Não sou ateu por convicção.
Sou ateu por instinto.

Feiticeira

Eu, e duas doses de um whisky barato.
Você, com jeito de feiticeira cara,
deusa que me seduz no sofá da sala de jantar.

(Uma mariposa preta colada
no teto da parede branca).

Deus, como é perfeito o mundo,
com duas doses de um whisky barato,
uma mariposa prete colada no teto branco da parede
e uma feiticeira espalhada no sofá
da sala de jantar.

A filosofia e seus contratos

Filosofando, o eu celebra contratos imaginários, alternativos e estratégicos.
Com os seres: de acolhimento.
[desses, baseados na certeza da semelhança.
Com o mundo: de cumplicidade.
[desses, que seres vivos fazem entre si.
Com a natureza: de parceria.
[dessas, que apostam na mútua dependência.
Com si mesmo: de sabedoria.
[dessas, a que esses contratos - solenemente celebrados e cotidianamente praticados - necessariamnte conduzem.

Contratos e cláusulas imaginárias.
Nenhuma alternativa, estratégia alguma.

Espiritualidade e fé

Como questão, conflito e drama,
espiritualidade e fé assediam e assombram a consciência humana.

(Quando afirmamos ou negamos Deus, estamos sempre nos limites da linguagem.
Sabemos, então, algo sobre nós, mas nada sobre Ele).

Quanto amim, sou pessimista como Schopenhauer,
e sempre achei que há algo errado na criação divina:
nós!
Mortes, misérias, infâmias cotidianas.
(Concordo com Woody Allen: devíamos é processá-lo pelo conujnto da obra).

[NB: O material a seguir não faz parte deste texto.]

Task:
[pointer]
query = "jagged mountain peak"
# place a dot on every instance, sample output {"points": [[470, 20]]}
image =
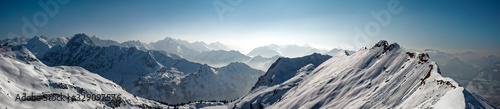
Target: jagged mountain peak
{"points": [[381, 77], [285, 68], [80, 39], [386, 46]]}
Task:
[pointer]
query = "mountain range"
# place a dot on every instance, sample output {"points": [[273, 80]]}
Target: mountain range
{"points": [[176, 71], [383, 76]]}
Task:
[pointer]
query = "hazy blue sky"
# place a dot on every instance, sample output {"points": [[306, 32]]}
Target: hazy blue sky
{"points": [[447, 25]]}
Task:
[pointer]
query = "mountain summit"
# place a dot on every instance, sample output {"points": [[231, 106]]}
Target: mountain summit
{"points": [[383, 76]]}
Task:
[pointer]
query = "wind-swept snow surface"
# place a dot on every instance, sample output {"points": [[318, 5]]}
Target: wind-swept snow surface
{"points": [[21, 73], [383, 76]]}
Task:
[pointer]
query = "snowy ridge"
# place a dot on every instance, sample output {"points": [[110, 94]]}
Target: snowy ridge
{"points": [[384, 76], [153, 74], [285, 68], [22, 73]]}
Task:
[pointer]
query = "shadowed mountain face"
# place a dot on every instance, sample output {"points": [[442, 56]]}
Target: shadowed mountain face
{"points": [[22, 74], [153, 74], [383, 76]]}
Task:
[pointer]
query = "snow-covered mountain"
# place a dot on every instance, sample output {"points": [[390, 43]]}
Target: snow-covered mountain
{"points": [[154, 74], [219, 57], [38, 45], [15, 41], [285, 68], [383, 76], [289, 51], [336, 50], [262, 63], [471, 71], [22, 74]]}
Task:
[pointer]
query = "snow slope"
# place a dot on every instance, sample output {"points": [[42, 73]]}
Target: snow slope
{"points": [[290, 51], [21, 73], [153, 74], [384, 76]]}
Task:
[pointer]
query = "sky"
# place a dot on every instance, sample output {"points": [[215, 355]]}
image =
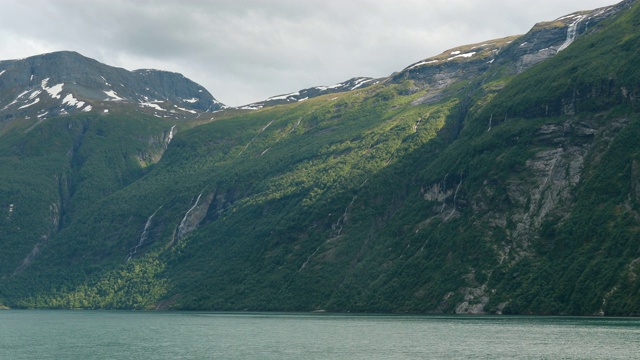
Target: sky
{"points": [[244, 51]]}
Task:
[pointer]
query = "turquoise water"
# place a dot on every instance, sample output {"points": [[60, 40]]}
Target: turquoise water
{"points": [[40, 334]]}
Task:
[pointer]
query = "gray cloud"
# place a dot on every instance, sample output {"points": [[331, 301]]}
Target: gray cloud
{"points": [[246, 50]]}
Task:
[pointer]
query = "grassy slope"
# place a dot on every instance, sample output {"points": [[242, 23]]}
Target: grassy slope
{"points": [[323, 204]]}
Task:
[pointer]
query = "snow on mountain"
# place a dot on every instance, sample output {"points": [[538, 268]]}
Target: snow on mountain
{"points": [[65, 82]]}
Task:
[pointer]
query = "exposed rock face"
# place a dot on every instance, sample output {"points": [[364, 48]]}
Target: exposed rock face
{"points": [[65, 82], [304, 94]]}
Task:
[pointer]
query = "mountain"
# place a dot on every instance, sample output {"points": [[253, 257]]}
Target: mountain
{"points": [[66, 82], [305, 94], [499, 177]]}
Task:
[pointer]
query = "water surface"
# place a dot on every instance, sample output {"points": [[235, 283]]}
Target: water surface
{"points": [[42, 334]]}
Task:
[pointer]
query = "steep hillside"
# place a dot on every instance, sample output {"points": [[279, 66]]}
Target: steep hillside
{"points": [[65, 82], [68, 139], [499, 177]]}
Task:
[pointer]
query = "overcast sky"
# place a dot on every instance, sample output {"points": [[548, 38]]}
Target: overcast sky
{"points": [[247, 50]]}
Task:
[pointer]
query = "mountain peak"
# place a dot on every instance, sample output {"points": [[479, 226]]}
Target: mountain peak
{"points": [[64, 82]]}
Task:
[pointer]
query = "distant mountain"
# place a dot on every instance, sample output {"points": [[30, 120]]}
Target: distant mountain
{"points": [[500, 177], [66, 82], [305, 94]]}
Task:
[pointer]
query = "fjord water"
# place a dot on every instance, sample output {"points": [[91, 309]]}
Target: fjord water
{"points": [[33, 334]]}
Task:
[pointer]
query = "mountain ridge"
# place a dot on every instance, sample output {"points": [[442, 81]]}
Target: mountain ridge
{"points": [[484, 183]]}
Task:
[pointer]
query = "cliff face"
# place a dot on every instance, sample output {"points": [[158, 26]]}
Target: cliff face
{"points": [[66, 82], [499, 177]]}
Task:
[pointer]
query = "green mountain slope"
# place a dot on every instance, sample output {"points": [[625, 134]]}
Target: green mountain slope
{"points": [[497, 181]]}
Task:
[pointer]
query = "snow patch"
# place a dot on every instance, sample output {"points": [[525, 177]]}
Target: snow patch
{"points": [[283, 97], [152, 105], [37, 100], [34, 94], [71, 101], [251, 107], [53, 91], [422, 63], [113, 95], [467, 55], [187, 110], [360, 82]]}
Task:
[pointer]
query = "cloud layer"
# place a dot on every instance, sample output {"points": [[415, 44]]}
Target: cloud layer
{"points": [[247, 50]]}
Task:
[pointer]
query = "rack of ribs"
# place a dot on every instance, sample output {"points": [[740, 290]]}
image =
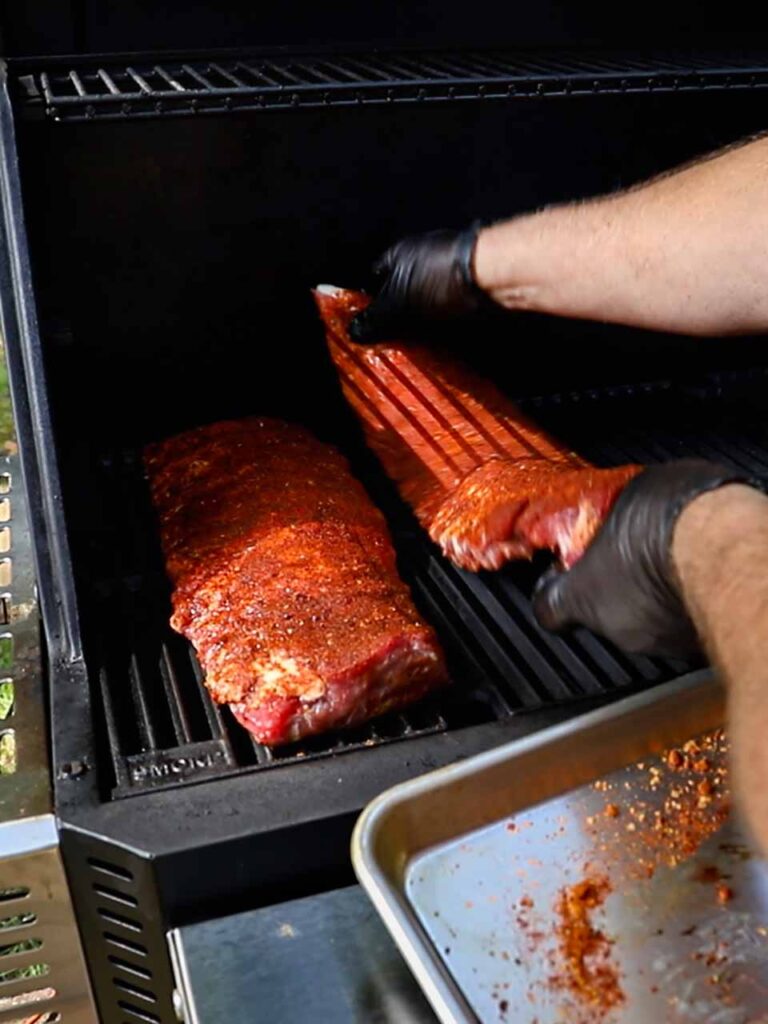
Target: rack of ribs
{"points": [[486, 482], [285, 580]]}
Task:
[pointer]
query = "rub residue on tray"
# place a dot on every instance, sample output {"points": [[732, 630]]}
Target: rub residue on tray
{"points": [[588, 969], [693, 779]]}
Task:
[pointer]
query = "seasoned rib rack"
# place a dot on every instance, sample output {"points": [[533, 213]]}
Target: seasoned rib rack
{"points": [[285, 581], [486, 483]]}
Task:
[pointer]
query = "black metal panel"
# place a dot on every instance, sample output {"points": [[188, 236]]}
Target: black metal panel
{"points": [[135, 88]]}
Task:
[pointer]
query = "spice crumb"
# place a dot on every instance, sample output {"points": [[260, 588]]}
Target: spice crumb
{"points": [[724, 893]]}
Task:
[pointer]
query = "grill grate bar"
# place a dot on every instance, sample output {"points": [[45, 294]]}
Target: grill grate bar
{"points": [[173, 82], [212, 713], [139, 80], [121, 90], [143, 718], [198, 76], [175, 700], [109, 82], [228, 76]]}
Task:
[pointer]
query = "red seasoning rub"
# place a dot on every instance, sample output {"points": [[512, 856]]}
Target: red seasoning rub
{"points": [[485, 482], [285, 580], [586, 967]]}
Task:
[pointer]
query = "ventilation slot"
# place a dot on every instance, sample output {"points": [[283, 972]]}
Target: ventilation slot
{"points": [[113, 869], [17, 921], [125, 944], [122, 965], [122, 922], [135, 990], [7, 691], [137, 1014], [26, 945], [20, 892], [118, 897], [19, 973]]}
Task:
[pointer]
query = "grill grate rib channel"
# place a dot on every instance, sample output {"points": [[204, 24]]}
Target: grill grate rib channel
{"points": [[119, 90], [162, 727]]}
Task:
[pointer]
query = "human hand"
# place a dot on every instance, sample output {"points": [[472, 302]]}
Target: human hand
{"points": [[625, 587]]}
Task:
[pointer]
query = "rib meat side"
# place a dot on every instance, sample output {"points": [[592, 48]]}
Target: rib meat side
{"points": [[486, 482], [285, 580]]}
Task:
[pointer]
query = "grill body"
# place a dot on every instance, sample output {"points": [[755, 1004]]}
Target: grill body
{"points": [[159, 289]]}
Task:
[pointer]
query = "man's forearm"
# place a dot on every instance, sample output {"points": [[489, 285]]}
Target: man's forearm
{"points": [[687, 252], [720, 552]]}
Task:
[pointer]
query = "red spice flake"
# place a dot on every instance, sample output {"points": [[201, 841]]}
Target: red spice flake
{"points": [[724, 893], [675, 760], [589, 972], [707, 873]]}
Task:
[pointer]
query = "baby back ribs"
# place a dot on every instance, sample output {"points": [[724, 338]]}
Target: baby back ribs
{"points": [[285, 580], [485, 482]]}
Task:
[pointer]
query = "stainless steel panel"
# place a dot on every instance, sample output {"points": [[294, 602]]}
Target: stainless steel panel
{"points": [[324, 958], [450, 879]]}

A fé de nada duvida e a tudo responde.
Acreditando que tudo está dado,
paraliza a experiência do possível.

(A verdade mutável emprobece, já a dúvida profunda...).

Certezas religiosas são uma espécie de bengala psicológica que o adepto se apóia prá não cair dentro de si mesmo.

(É que cair dentro de si mesmo... dói).

A iluminação do Buda

Não qualquer tronco.
Não qualquer árvore.
Pois o Buda, sentado junto,
nada mais eram que dois seres
trocando idéias entre si.

A árvore da vida.

Raízes simbolizam o nascimento do ser como possibilidade de ser.
Tal como penetram na terra, assim também o ser deve penetar em si próprio.
Abrigo, privilegiada morada.

Tronco é o corpo, cujo inexorável destino é crescer.
Contorcer-se. Desenvolver-se. Achar e demarcar seu lugar.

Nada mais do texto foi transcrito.